Forty Years of Twisting and Turning
Erno Rubik was a Hungarian architecture professor, who worked at the Budapest College of Applied Arts. He was intrigued by the idea of building something. In 1974, he wanted his students to understand the principles counter-mining three-dimensional design. It led him to create a wooden cube, decorated with colorful stickers on each side. It twisted and turned without falling apart. He called it “Magic Cube” and only later realized that the finished product could also be used as an engaging puzzle solver. He patented the cube to a Hungarian toy manufacturer, which produced and sold the ‘Magic Cube.’
From Hungary, the inventive puzzle game slowly spread through the world. In 1980, a company named ‘Ideal Toys’ imported the cube to United States. It also renamed the cube as “Rubik’s Cube.” By the end of 1982, 100 million Rubik’s cube were sold and for the first time ‘Rubik’s’ championships were held at Budapest. In the same year, Oxford English dictionary entered the definition of the cube. Around that same time, ‘Rubik’s Cube’ faced an early demise, thanks to the rise of video games.
The cube is not some toy that shoots or sings. It isn’t a spinoff of a movie character or a thing that is controlled by batteries or remotes. It just twists and turns to give complex work to our brain. But, the toy sellers of those times must have underestimated the buyers’ intelligence, since it is now eternally present in toy stores and science shops. Even though it have agonized its patrons for the last forty years, the cube has got their unfailing devotion.
Today, on the internet, numerous algorithms, theories and tutorials are available to solve these puzzles. Many people rely on solving the individual layers of the puzzle rather than solving the entire puzzle all at once. Recently, an international team of scientists mashed billions of Cube positions and showed that the Rubik’s Cube puzzle can be solved in 20 moves or less. There is also an international group of Speedcubers, whose members’ sole aim is to repeatedly beat the world Rubik’s Cube solving record.
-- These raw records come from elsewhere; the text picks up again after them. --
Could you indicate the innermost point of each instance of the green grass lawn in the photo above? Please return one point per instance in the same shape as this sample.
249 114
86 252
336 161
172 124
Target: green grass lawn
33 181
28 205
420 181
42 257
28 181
The current record was set by 16 year old Mats Valk of the Netherlands. He solved the cube within a time of just 5.55 seconds. Prior to this record, an Indonesian school boy Fakhri Raihann solved the Cube with his feet in 27.9 seconds. The ‘SpeedCubers’ are also solving the Cube blindfolded and even underwater in a single breath. Erno Rubik now runs his own studio in Budapest inventing and making games, and also helping aspiring Hungarian inventors and designers.
The cube has become as timeless as centuries old board games like chess, backgammon and Go. It is seen as an unavoidable cultural symbol. Numerous characters in TV shows and movies show themselves solving a cube as a symbol of their intelligence. It also teaches us to think about the world of one unit, where we need to go through complex patterns to solve things that on the outset look very simple.